On Tuesday, 23 April 2013 at 06:24:24 UTC, Mehrdad wrote:
>
> The trouble is that you've already failed before you started.

Also, I'm assuming that this means that you had no intention of 
learning. That's kind of a poor position to be in, IMO. That 
means that I can't help you because you don't want to be helped.

So, I can give you appropriate alternatives (such as tuple) but 
you won't look at it and see "Oh, jeez, that's actually what I've 
been using structs for." (Or not, but I can't ever know that's 
not what you're looking for if you're not going to even try).

And I can't suggest snippets like:

     bool opEquals(T rhs) {
         foreach(i, e; this.tupleof) {
             if(!(e == rhs.tupleof[i]))
                 return false;
         }
         return true;
     }

... Which you could use in a mixin to start building a framework 
of behaviors you can add to _any_ struct to automatically get the 
behavior you want. We also can't discuss adding this as an 
attribute using the new attribute system and adding it to the 
standard library which might be something cool.

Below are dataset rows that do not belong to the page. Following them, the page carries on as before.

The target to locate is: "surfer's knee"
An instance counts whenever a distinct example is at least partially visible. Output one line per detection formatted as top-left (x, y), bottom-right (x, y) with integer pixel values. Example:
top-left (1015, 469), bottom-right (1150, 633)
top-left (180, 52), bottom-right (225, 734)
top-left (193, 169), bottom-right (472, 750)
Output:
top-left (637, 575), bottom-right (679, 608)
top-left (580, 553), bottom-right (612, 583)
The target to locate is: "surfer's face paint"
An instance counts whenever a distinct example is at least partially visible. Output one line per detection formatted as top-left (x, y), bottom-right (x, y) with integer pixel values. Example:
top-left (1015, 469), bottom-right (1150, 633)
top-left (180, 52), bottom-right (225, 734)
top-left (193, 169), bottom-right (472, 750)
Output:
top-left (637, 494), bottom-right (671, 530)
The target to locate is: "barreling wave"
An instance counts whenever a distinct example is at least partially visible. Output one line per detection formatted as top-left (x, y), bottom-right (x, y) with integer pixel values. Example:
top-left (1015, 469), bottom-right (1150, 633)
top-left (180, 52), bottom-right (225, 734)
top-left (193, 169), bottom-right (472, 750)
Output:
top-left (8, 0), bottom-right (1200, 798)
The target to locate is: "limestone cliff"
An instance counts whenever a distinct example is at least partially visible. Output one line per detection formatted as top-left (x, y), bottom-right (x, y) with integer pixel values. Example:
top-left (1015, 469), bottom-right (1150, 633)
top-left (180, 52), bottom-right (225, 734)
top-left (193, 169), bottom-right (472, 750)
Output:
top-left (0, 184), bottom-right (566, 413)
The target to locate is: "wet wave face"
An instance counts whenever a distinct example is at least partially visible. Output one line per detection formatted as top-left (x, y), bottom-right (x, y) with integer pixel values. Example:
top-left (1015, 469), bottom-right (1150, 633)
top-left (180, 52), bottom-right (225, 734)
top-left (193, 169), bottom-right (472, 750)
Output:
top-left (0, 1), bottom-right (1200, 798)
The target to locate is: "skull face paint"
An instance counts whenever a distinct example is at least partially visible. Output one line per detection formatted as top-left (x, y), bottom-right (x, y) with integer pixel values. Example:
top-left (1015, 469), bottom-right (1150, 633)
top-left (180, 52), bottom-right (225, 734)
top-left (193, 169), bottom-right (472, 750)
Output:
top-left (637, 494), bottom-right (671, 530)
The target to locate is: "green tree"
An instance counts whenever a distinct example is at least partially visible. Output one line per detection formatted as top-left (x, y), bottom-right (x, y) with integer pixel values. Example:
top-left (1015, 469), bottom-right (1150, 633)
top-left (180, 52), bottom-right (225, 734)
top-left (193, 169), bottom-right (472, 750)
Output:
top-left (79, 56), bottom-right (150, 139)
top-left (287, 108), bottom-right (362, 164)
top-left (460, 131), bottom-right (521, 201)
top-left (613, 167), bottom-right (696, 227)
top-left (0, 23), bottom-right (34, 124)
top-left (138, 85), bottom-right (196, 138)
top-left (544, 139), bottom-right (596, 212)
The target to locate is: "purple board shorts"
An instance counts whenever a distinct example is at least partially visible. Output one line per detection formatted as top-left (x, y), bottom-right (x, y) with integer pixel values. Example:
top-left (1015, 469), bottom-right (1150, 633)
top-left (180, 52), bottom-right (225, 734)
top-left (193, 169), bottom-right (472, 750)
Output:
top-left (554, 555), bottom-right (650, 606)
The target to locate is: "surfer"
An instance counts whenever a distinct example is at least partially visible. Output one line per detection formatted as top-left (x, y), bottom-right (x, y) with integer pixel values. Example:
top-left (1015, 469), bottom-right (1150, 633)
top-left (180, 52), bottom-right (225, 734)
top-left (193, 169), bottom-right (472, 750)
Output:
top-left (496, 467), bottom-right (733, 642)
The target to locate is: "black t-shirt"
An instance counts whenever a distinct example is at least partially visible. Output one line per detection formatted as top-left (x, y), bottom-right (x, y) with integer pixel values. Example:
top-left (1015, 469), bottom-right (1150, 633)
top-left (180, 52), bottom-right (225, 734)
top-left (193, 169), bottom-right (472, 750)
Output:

No, we have to do it _your_ way and using _your_ understanding, 
instead of cooperating and getting a better result that we can 
both agree on.

All I'm saying is that structs are really basic for a reason. 
They're something you _build_ on. If you don't want to build on 
it (and you want something already somewhat built), you might be 
better served using something that _is_ prebuilt. Or make your 
own platform based on a struct (kinda like how tuples are 
implemented) and solve it that way.

So many solutions to your problem, yet you've already decided 
that changing the language is the only "right" way.